Professors Dixon, Gilcrease, Menkhaus, Puszynski, Salem and Winter; Associate Professors Benjamin, Sani, and Shende; Assistant Professors Brenza, Groven, and Hadley. Lecturer Pinkelman.

Director and Emeritus Faculty

Professor and Composites and Polymer Engineering Laboratory Director Salem and Emeritus Professors Bang, Bauer, and Munro.


Chemical and Biological Engineering Administrative Assistant, Lila Baskerville. Chemical and Biological Engineering Program Assistant, Lori Litzen. Chemical and Instrumentation Specialist, Ivan Filipov.

Chemical and Biological Engineering (CBE)

The Department of Chemical and Biological Engineering (CBE) offers a B.S. degree in Chemical Engineering which is accredited by the Engineering Accreditation Commission of ABET, http://www.abet.org, 415 North Charles Street, Baltimore, MD 21201, Phone: +1.410.347.7700 . CBE also offers a M.S. degree in Chemical Engineering and a Ph.D. in Chemical and Biological Engineering. Our department name, Chemical and Biological Engineering, reflects the forward-looking integration of chemical engineering, chemical sciences and biological sciences. With a specialization in biochemical engineering and emphases in advanced materials, biomedical engineering, energy technology, environmental engineering, and petroleum engineering you can personalize your education. An accelerated Master of Science (B.S. + M.S.) degree program is also available for qualified undergraduate students.

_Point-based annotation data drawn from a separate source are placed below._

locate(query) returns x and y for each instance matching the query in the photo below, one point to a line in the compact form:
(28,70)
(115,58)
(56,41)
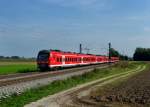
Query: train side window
(57,59)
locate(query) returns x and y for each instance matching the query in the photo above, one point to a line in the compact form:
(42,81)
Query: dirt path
(69,98)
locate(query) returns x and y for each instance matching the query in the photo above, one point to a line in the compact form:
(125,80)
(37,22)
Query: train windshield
(43,56)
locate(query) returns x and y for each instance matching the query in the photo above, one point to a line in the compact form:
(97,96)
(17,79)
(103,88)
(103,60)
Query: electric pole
(80,48)
(109,52)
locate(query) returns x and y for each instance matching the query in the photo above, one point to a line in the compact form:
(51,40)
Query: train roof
(47,51)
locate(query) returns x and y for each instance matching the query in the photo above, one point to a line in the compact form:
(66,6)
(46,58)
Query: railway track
(6,80)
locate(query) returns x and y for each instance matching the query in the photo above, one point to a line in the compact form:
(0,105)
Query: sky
(27,26)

What is Chemical Engineering?

Chemical Engineering (ChE) is an optimal combination of the molecular sciences (chemistry and biology), the physical sciences (physical chemistry and physics), the analytical sciences (math and computer programming) and engineering. Chemical Engineering focuses on the description and design of processes that combine engineering principles of heat and fluid flow with chemical reactions and molecular separations to produce high-value products useful to humankind from multiple raw material sources. Chemical Engineers do this while always insuring that the processes they design, build and manage are safe, environmentally responsible and economical.

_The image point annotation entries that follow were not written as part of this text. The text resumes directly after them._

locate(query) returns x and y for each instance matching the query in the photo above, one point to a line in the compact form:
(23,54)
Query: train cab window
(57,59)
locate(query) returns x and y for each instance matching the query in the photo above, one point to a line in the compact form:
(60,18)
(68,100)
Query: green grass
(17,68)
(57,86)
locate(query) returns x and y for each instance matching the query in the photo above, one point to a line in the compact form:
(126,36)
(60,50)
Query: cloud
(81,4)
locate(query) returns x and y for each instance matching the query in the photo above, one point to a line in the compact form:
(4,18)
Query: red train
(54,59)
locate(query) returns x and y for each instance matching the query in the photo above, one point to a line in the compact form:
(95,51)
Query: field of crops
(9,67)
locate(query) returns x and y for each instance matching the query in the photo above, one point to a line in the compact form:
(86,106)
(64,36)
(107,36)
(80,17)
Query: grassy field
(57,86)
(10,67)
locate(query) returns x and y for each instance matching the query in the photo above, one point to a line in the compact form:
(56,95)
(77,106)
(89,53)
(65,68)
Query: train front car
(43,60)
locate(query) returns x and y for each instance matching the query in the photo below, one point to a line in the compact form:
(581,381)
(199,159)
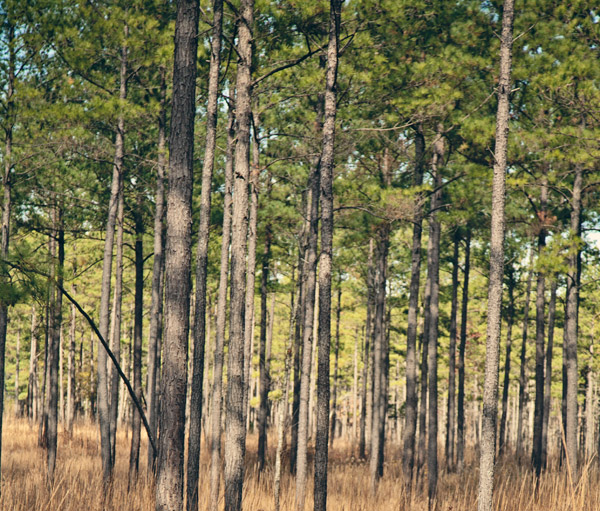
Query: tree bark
(169,484)
(410,423)
(460,405)
(326,258)
(494,315)
(158,269)
(202,261)
(235,424)
(450,421)
(217,386)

Examples of such processes include:


Alternative and renewable energy
Artificial organs and biomedicine
Bioenergy production
Biological fermentation
Ceramic manufacturing
Energetic materials production
Food processing

Microprocessor manufacturing
Mineral and ore refining
Oil and natural gas refining
Paper manufacturing
Pharmaceutical design and mfg.
Polymer production
Polymer composites production
Nanomaterials manufacturing

Designing and modeling such processes requires a strong fundamental understanding of the chemical and biological phenomena at work. ChE students develop a wide range of problem solving skills grounded in mathematics and computer analysis techniques. ChE graduates are recruited for their technical engineering knowledge as well as their problem solving, systems analysis, leadership skills, and communication skills.

What do chemical engineers do?

ChE graduates work in a wide variety of manufacturing, process design, and research fields. The unique combination of molecular sciences and engineering analysis make ChE professionals highly qualified for many career options in chemical, petroleum, mineral processing, pharmaceutical, food processing, biomedicine, biotechnology, semiconductor, defense, and alternative energy industries, state and federal government and academia. Recent graduates from SDSM&T have gone to work in ChE positions at 3M, ADM, Baker Hughes, Burns & McDonnell, Dakota Gasification, Dow Chemical, Dow Corning, Cargill, Caterpillar,  Emerson, Exxon-Mobile, Freeport-McMoRan Copper and Gold, Halliburton, Kimberly Clark, Lafarge, Lyondell-Basel, Michelin, POET, Quadra Mining, R.S. Stover, SD DENR, Solvay Chemicals and many others. CBE alumni also regularly pursue graduate education at many of the country’s top chemical engineering research institutions such as Stanford, University of Minnesota, University of Washington, and the University of Wisconsin.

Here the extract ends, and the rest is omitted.